Essa relação nas duas direções é uma bola de cristal "que, por um lado, mostra o que realmente sentimos, observando os alimentos que o corpo pede de nós e, por outro, nos ajuda a sentir-nos melhor se comermos um determinado tipo de alimento.

come o que come?

  • Laticínios: O desejo de leite, iogurte cremoso, sorvete, milk-shake e queijo sugere, por exemplo, que você almeja calma e conforto. São alimentos associados ao que o bebê sente quando está nos braços da mãe. Esse efeito viciante e relaxante deve-se ao fato de o leite conter peptídeos com efeitos opióides, como a casomorfina. Esses peptídeos têm uma estrutura muito semelhante à das endorfinas, encontradas no leite materno e produzidas pelo próprio corpo, e que geram uma sensação de bem-estar.

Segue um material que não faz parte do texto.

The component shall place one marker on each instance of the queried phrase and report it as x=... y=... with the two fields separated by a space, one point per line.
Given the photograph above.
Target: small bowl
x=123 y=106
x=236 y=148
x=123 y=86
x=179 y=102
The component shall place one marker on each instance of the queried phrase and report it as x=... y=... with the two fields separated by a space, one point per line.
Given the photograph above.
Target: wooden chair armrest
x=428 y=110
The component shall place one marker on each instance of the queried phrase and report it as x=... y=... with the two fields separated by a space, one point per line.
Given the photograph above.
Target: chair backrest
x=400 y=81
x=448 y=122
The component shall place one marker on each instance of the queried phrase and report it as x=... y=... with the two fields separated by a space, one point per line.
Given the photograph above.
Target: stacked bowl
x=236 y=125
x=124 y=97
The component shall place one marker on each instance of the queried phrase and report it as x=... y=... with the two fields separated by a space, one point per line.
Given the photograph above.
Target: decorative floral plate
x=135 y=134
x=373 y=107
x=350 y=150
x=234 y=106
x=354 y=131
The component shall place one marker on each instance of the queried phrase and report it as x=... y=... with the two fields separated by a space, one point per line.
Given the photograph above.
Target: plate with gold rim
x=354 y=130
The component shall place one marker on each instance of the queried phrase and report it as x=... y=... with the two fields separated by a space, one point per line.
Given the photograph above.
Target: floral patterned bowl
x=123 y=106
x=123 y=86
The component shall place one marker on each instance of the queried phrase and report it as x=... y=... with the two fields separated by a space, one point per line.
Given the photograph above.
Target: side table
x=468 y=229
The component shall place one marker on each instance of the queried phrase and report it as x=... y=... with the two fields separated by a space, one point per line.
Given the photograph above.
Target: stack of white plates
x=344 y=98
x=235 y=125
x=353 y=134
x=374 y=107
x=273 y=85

  • Açúcar ou alimentos doces. Eles estão associados ao desejo de ter amigos, amar e sentir mais bondade. Os efeitos emocionais do açúcar são refletidos em várias publicações científicas. O efeito viciante é bem conhecido, devido à sua ação no sistema opioide endógeno que produz uma sensação temporária de bem-estar. O aumento dos níveis de glicose no sangue também está relacionado à sensação de ter mais energia.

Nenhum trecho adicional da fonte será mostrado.